Potty training is a significant milestone for kids and their parents. It’s a time filled with cheers, (hopefully, very few) tears, and accidents. Parents usually have lots of questions about the right age to start, how long it should take, and whether there are any magic methods to guarantee quick success. However, potty training success is dependent on physical, developmental and behavioral milestones, not age. Many children show signs of being ready for potty training between ages 18 and 24 months, while others may not be ready until they’re three years old. There’s no rush. If you start too early, it may take longer to train your child.

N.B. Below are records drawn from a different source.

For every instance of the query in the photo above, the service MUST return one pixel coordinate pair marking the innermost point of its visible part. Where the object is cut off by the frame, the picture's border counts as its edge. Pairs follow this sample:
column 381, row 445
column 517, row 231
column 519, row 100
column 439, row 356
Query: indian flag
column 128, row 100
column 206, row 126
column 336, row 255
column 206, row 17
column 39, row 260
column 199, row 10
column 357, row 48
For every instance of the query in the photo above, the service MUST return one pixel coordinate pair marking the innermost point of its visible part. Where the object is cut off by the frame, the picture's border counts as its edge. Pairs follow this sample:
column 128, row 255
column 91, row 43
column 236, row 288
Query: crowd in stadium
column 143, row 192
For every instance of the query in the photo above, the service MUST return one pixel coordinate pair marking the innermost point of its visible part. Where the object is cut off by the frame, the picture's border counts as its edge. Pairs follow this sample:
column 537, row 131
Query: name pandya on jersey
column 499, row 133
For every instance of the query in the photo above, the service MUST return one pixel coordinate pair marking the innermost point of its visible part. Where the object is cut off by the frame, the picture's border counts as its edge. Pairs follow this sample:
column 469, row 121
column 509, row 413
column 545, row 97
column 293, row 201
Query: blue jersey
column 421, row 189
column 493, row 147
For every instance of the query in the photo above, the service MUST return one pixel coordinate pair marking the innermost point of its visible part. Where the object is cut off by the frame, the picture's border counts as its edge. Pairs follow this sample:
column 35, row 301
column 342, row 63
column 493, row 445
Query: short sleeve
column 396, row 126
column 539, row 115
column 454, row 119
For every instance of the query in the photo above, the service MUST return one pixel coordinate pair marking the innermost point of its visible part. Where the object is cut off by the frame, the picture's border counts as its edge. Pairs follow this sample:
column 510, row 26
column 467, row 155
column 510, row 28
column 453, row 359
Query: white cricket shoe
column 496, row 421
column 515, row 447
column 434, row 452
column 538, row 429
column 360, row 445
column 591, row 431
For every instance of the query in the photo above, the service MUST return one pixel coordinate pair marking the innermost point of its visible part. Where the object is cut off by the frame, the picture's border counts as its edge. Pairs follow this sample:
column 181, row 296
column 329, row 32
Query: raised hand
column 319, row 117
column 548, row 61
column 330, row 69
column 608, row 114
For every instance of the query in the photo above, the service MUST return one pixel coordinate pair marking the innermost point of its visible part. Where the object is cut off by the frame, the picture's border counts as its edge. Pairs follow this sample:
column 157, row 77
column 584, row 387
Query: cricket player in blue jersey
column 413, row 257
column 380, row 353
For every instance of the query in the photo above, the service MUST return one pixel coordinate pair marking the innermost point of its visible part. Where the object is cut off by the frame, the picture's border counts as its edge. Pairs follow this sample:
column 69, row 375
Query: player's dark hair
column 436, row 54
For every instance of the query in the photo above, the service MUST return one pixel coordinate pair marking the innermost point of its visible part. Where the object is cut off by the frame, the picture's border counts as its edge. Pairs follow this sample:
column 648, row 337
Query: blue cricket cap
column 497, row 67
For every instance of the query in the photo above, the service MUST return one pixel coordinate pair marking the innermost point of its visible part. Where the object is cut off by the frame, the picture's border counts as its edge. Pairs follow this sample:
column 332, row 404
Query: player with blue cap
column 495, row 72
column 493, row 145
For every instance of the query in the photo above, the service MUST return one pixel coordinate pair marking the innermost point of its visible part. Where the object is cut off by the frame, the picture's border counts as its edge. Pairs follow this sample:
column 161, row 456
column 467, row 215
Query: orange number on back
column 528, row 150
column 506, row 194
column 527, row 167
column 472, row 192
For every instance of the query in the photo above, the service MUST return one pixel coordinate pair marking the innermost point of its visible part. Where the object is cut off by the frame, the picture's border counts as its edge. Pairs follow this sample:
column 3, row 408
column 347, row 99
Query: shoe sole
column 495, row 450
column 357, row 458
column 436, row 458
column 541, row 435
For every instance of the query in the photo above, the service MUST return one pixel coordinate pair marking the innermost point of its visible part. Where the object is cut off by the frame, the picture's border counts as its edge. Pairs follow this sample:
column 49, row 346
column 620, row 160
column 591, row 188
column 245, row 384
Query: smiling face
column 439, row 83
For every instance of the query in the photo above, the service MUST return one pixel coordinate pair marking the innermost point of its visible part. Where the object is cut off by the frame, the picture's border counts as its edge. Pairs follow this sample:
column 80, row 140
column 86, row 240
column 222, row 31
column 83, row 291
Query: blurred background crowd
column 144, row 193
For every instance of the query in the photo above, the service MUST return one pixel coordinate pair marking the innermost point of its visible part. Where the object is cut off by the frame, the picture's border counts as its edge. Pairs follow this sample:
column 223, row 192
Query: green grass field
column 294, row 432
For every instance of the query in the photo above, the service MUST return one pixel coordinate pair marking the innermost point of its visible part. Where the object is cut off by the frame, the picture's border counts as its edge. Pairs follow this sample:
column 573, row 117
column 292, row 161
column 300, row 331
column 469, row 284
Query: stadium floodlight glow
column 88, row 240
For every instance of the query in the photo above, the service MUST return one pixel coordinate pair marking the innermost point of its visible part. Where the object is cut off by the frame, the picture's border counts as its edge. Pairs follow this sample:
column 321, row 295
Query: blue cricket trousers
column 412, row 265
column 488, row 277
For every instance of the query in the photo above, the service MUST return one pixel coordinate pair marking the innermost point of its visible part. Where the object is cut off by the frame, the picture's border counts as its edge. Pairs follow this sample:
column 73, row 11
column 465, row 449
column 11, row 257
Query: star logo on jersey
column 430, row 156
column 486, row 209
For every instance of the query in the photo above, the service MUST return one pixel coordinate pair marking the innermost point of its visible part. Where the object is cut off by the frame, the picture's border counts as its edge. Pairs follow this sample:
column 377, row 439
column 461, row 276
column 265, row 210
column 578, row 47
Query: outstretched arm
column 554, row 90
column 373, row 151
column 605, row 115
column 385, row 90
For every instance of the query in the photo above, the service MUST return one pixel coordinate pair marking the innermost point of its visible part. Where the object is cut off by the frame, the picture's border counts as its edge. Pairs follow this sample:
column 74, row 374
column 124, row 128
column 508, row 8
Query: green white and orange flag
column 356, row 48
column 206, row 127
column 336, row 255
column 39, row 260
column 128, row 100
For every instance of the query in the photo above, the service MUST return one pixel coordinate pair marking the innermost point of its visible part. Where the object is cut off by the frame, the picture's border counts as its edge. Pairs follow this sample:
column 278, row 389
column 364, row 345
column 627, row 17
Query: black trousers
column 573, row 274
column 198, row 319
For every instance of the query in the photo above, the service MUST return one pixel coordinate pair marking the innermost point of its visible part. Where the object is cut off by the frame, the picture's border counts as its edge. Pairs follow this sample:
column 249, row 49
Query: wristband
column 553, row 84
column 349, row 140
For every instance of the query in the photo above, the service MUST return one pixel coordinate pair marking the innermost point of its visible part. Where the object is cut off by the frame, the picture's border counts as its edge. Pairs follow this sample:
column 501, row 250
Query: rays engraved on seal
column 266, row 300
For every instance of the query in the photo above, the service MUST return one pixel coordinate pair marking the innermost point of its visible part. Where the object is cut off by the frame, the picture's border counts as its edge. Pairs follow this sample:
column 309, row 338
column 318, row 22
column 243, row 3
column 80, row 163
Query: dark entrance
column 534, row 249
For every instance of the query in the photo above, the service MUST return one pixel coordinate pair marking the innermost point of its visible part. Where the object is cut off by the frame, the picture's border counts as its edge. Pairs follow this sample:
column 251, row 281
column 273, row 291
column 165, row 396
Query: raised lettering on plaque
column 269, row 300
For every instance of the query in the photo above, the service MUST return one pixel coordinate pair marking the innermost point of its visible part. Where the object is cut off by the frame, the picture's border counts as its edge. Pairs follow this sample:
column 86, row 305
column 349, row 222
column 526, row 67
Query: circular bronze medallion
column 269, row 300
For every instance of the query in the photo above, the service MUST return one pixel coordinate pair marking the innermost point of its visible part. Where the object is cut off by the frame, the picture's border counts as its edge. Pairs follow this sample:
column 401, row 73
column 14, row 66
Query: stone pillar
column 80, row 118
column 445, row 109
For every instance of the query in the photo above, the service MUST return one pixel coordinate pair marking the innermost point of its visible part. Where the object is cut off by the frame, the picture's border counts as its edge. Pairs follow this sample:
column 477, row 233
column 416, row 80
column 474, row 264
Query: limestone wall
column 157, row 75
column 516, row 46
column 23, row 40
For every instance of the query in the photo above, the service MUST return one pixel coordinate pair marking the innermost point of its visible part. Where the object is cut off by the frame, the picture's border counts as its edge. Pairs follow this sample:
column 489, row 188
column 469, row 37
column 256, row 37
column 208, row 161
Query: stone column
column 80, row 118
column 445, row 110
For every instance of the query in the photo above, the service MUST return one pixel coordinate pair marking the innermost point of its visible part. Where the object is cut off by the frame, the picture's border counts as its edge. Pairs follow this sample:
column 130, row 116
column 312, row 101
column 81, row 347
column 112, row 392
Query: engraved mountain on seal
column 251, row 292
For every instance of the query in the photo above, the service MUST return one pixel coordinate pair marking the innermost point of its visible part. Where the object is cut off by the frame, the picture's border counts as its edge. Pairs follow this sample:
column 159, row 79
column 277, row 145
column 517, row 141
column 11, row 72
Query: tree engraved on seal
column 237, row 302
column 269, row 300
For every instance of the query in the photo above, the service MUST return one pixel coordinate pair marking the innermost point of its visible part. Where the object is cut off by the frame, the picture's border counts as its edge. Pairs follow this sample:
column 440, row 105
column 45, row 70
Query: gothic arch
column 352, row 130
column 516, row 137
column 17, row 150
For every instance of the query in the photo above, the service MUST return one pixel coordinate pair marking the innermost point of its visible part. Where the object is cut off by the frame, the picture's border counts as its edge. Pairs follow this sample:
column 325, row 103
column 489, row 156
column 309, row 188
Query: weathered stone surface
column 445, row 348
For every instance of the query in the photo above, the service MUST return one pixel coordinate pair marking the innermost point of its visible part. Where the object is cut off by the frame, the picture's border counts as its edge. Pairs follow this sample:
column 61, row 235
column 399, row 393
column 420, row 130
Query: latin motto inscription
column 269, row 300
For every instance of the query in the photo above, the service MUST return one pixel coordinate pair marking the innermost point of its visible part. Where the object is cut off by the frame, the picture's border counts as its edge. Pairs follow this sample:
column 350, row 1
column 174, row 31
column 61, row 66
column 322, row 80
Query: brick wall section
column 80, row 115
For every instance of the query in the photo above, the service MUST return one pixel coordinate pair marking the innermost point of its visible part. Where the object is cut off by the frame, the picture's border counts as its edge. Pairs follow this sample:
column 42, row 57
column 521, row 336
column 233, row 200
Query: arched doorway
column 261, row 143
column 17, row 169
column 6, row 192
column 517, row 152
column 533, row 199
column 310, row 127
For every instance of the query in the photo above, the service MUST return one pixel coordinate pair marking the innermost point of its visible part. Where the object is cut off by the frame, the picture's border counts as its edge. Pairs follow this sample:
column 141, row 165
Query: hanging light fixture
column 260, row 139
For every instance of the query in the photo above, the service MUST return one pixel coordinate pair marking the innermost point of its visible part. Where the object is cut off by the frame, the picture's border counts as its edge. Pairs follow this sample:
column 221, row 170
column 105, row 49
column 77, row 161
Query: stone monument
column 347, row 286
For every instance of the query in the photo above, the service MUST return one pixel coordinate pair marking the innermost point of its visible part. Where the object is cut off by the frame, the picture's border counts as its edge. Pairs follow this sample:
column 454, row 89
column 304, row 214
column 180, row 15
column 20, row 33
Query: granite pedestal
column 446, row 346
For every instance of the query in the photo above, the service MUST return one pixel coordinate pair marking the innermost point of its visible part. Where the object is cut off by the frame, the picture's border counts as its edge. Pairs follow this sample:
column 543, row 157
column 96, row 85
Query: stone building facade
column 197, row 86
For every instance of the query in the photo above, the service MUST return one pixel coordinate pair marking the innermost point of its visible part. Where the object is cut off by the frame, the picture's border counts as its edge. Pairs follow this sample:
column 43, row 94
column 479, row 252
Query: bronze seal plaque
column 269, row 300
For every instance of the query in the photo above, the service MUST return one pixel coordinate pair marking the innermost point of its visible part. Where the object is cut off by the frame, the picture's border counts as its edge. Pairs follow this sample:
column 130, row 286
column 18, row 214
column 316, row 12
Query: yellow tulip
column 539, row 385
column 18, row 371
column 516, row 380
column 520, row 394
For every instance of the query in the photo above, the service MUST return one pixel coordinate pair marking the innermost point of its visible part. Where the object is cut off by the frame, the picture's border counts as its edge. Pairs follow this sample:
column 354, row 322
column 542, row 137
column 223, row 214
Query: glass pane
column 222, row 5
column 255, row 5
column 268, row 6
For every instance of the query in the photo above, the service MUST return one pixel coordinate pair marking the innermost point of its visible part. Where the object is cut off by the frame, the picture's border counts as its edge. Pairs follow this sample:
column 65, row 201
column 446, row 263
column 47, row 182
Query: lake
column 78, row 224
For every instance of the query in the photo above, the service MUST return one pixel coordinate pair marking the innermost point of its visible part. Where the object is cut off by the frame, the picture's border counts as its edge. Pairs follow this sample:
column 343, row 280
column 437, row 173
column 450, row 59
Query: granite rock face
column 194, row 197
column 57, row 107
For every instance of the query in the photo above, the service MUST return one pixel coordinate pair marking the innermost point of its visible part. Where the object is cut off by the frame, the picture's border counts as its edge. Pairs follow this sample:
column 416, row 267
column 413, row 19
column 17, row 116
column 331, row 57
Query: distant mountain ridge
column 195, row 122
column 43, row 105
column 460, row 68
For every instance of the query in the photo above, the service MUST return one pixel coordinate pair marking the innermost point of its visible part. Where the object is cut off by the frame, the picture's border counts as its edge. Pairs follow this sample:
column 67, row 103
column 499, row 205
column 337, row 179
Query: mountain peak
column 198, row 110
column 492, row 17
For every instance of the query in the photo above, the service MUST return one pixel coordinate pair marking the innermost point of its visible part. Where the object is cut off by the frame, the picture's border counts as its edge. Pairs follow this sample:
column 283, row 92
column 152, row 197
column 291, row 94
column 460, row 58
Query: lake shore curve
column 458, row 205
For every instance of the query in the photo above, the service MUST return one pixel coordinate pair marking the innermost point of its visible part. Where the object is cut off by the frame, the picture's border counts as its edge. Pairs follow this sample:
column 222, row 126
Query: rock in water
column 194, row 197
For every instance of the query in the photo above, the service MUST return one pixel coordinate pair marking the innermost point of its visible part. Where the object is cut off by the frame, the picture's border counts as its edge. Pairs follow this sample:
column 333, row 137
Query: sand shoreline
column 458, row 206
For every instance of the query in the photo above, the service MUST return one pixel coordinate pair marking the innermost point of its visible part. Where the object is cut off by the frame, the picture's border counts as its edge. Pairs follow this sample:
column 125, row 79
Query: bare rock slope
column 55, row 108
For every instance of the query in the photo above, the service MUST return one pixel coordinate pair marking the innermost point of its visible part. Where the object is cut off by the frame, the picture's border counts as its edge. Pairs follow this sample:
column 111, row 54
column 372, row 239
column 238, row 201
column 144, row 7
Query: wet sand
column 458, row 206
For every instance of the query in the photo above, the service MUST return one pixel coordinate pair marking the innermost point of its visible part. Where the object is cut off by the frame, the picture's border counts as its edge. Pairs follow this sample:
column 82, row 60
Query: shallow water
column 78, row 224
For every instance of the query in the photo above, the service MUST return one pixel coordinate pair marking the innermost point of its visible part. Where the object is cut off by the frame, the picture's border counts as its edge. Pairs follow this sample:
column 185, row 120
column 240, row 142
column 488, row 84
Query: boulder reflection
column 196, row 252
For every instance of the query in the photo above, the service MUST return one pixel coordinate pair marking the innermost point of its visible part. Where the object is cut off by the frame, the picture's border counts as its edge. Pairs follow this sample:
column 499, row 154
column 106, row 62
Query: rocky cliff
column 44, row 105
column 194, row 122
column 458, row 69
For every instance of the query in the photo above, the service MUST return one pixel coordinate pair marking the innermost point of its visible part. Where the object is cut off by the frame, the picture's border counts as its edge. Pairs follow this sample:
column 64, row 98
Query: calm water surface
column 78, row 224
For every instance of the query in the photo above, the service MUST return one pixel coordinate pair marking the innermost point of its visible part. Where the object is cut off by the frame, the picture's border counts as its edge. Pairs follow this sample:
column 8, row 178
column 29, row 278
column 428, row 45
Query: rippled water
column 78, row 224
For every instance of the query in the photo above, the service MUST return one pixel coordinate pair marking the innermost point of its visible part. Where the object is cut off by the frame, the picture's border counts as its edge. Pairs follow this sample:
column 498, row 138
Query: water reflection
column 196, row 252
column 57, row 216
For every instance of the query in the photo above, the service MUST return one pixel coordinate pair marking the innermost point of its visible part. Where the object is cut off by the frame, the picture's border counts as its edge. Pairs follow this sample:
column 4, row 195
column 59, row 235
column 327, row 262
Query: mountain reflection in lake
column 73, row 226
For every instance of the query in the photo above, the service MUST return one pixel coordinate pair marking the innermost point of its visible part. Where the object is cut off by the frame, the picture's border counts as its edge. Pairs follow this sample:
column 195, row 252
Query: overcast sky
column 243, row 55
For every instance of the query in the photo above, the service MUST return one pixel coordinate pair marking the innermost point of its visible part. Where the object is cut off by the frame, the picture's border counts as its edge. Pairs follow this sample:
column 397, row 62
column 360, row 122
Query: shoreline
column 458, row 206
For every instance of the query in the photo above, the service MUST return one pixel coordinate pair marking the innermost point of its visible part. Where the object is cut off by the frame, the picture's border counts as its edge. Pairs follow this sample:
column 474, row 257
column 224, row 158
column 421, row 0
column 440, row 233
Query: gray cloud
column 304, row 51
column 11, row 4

One of the major keys to successful potty training is starting when your child is ready. Questions to ask yourself are:
• Can your child walk to and sit on a toilet?
• Can your child pull down his or her pants and pull them up again?
• Can your child stay dry for up to two hours?
• Can your child understand and follow basic directions?
• Can your child tell you when he or she needs to go?
• Does your child seem interested in using the toilet or wearing “big-kid” underwear?
If the answers are mostly yes, your child may be ready. If the answers are mostly no, you may want to wait — especially if your child is about to face a major life change, such as a move, a new school, or the arrival of a new sibling.
Parent readiness is important, too, but the process should be led by your child’s motivation, instead of your eagerness to get it over with. It’s important not to equate potty training success or difficulty with your child’s intelligence. Keep in mind that accidents are inevitable and punishment has no role in the process. Plan toilet training for when you or a caregiver can devote the time and energy to be consistent on a daily basis for a few months.
Here are some helpful tips to use once your child is ready to begin potty training:
Choose your words: Decide which words you’re going to use for your child’s bodily fluids. “Pee” and “poo” work fine. Avoid negative words, such as dirty or stinky.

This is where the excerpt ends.